Por todo ello, tras el regreso de su cautiverio, Pío VII no tuvo tiempo más que de sentar las bases para un futuro desarrollo de las misiones (S. Delacroix, Histoire des míssions catholiques, Monaco, 1959) que él no vería al morir en 1823. En este sentido, la restauración de las órdenes religiosas y particularmente de los jesuítas, comenzó por ser uno de los primeros remedios a toda esta situación. En 1822, Paulina María Jaricot (1799-1862) fundaba la Obra de la Propagación de la Fe, que en los años siguientes realizó una impresionante recogida de recursos para las misiones. Salvo América y China, en el resto hay muy pocos establecimientos misioneros. En cuanto al continente africano, se comienzan entonces a poner los cimientos cara al futuro, y no deja de ser paradójico que el propio Pío VII busque la alianza de Inglaterra para promover una serie de acciones frente a las monarquías católicas de Francia, España y Portugal para que supriman la trata de negros.
La salud quebrantada del pontífice y los 80 años que tenía en 1822 obligaron a instalar una cuerda en las paredes de su apartamento a la que se tenía que agarrar para sostenerse en pie. El 6 de julio de 1823, aniversario de su secuestro por Radet, al romperse la cuerda y caer al suelo, Pío VII se fracturó la cabeza del fémur. Salvo aliviar su sufrimiento, nada se podía hacer sino esperar el desenlace.
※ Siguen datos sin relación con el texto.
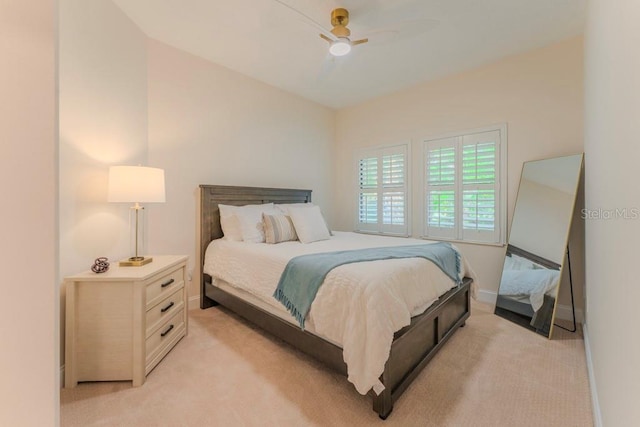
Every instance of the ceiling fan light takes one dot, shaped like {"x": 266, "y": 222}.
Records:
{"x": 340, "y": 47}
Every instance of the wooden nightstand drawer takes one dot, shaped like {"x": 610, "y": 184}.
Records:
{"x": 165, "y": 285}
{"x": 158, "y": 314}
{"x": 165, "y": 336}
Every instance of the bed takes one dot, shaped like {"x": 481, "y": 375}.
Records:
{"x": 412, "y": 347}
{"x": 528, "y": 289}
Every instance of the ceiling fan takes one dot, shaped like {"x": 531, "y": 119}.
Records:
{"x": 342, "y": 44}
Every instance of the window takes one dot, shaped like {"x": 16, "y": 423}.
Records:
{"x": 462, "y": 196}
{"x": 382, "y": 190}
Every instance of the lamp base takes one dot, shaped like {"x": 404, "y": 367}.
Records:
{"x": 135, "y": 261}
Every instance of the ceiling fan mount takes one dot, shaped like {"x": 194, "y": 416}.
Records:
{"x": 340, "y": 20}
{"x": 341, "y": 45}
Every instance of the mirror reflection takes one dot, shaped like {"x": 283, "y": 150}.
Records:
{"x": 537, "y": 243}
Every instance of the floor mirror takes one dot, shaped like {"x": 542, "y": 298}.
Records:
{"x": 537, "y": 248}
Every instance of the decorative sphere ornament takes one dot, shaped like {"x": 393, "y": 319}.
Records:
{"x": 101, "y": 265}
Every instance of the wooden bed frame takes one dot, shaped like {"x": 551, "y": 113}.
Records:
{"x": 413, "y": 346}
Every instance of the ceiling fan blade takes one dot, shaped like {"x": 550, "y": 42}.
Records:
{"x": 330, "y": 40}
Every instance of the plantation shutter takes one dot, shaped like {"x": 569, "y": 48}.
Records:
{"x": 383, "y": 190}
{"x": 441, "y": 189}
{"x": 480, "y": 187}
{"x": 368, "y": 195}
{"x": 462, "y": 188}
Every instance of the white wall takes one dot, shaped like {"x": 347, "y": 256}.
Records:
{"x": 211, "y": 125}
{"x": 29, "y": 388}
{"x": 103, "y": 122}
{"x": 612, "y": 150}
{"x": 538, "y": 94}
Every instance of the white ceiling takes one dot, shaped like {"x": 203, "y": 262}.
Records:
{"x": 411, "y": 40}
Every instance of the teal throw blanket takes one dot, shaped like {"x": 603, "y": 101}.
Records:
{"x": 303, "y": 275}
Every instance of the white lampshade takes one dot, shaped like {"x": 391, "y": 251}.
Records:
{"x": 136, "y": 184}
{"x": 340, "y": 47}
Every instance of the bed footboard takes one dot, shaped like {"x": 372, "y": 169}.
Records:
{"x": 415, "y": 345}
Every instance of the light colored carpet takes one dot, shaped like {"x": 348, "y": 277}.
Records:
{"x": 229, "y": 373}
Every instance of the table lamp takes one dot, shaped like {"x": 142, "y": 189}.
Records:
{"x": 136, "y": 184}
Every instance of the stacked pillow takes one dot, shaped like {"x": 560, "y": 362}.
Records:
{"x": 273, "y": 223}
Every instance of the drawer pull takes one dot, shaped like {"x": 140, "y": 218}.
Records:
{"x": 167, "y": 283}
{"x": 167, "y": 331}
{"x": 171, "y": 304}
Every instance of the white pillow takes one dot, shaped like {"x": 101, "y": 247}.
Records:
{"x": 309, "y": 223}
{"x": 229, "y": 223}
{"x": 284, "y": 207}
{"x": 244, "y": 223}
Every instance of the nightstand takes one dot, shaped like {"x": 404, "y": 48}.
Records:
{"x": 120, "y": 324}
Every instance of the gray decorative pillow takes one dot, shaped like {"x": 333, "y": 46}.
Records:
{"x": 278, "y": 228}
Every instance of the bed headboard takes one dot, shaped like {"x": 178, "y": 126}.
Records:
{"x": 209, "y": 213}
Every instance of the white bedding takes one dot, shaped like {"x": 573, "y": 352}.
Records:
{"x": 359, "y": 306}
{"x": 523, "y": 278}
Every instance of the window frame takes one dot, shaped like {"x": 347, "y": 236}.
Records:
{"x": 456, "y": 139}
{"x": 379, "y": 151}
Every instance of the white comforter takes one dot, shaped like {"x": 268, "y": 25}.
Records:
{"x": 521, "y": 277}
{"x": 359, "y": 306}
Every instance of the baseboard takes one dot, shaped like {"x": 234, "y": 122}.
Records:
{"x": 564, "y": 312}
{"x": 597, "y": 416}
{"x": 488, "y": 297}
{"x": 194, "y": 302}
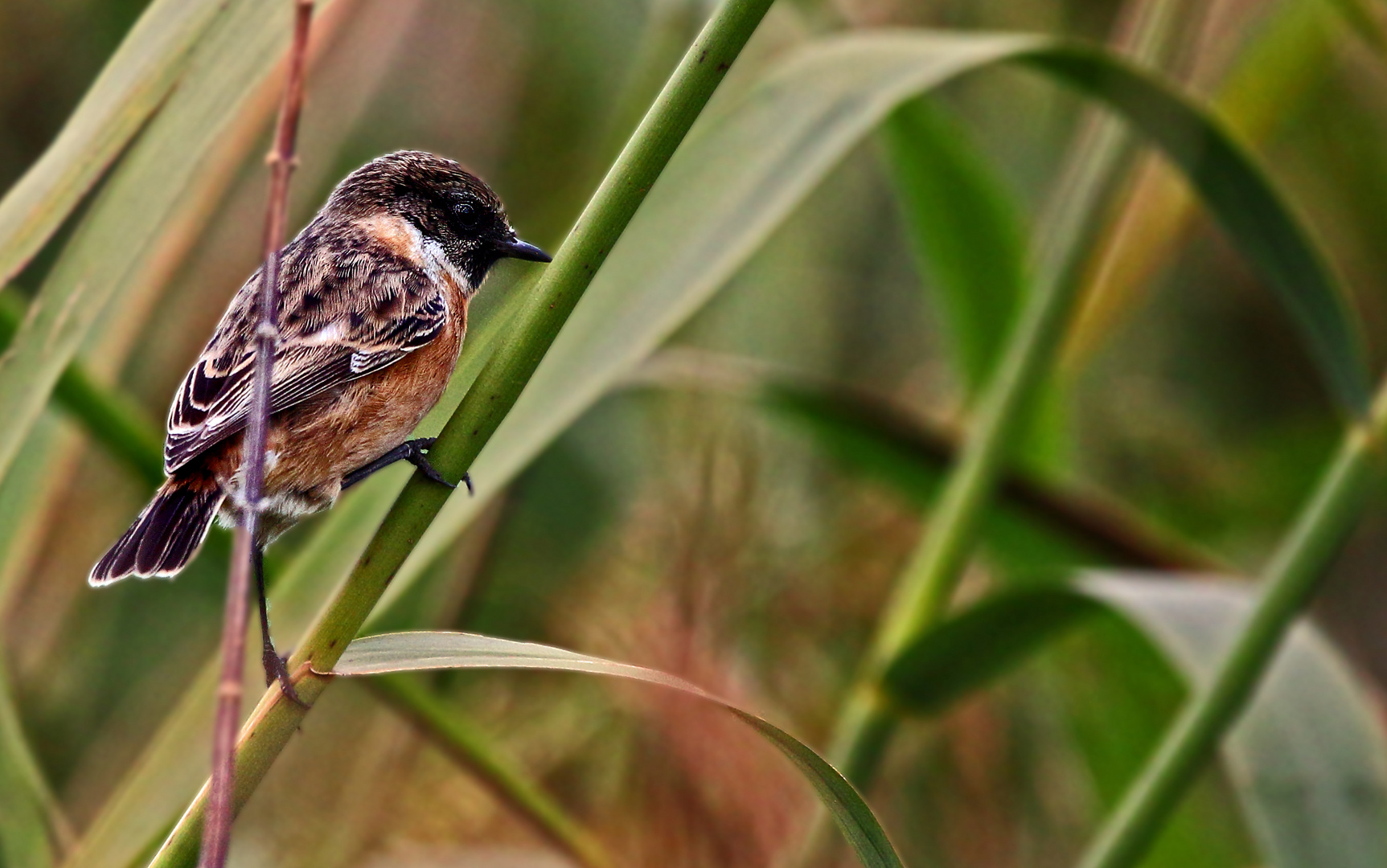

Luis XVIII se apresuró a enviarle desde Francia una cama metálica recientemente inventada. Consciente de su gravedad, se preparó con entereza y sencillez para morir, ayudado por su capellán Bertazzoli, al que motejaba con humor como «el piadoso inoportuno», cuando le fatigaba con sus exhortaciones espirituales. Dicen que entre sus últimas palabras dirigidas a Dios al entregar su alma, susurró los nombres de Savona y Fontainebleau, reviviendo así el sufrimiento de su cautiverio. Falleció el 20 de agosto de 1823, a los 81 años de edad y casi veintitrés años y medio de pontificado.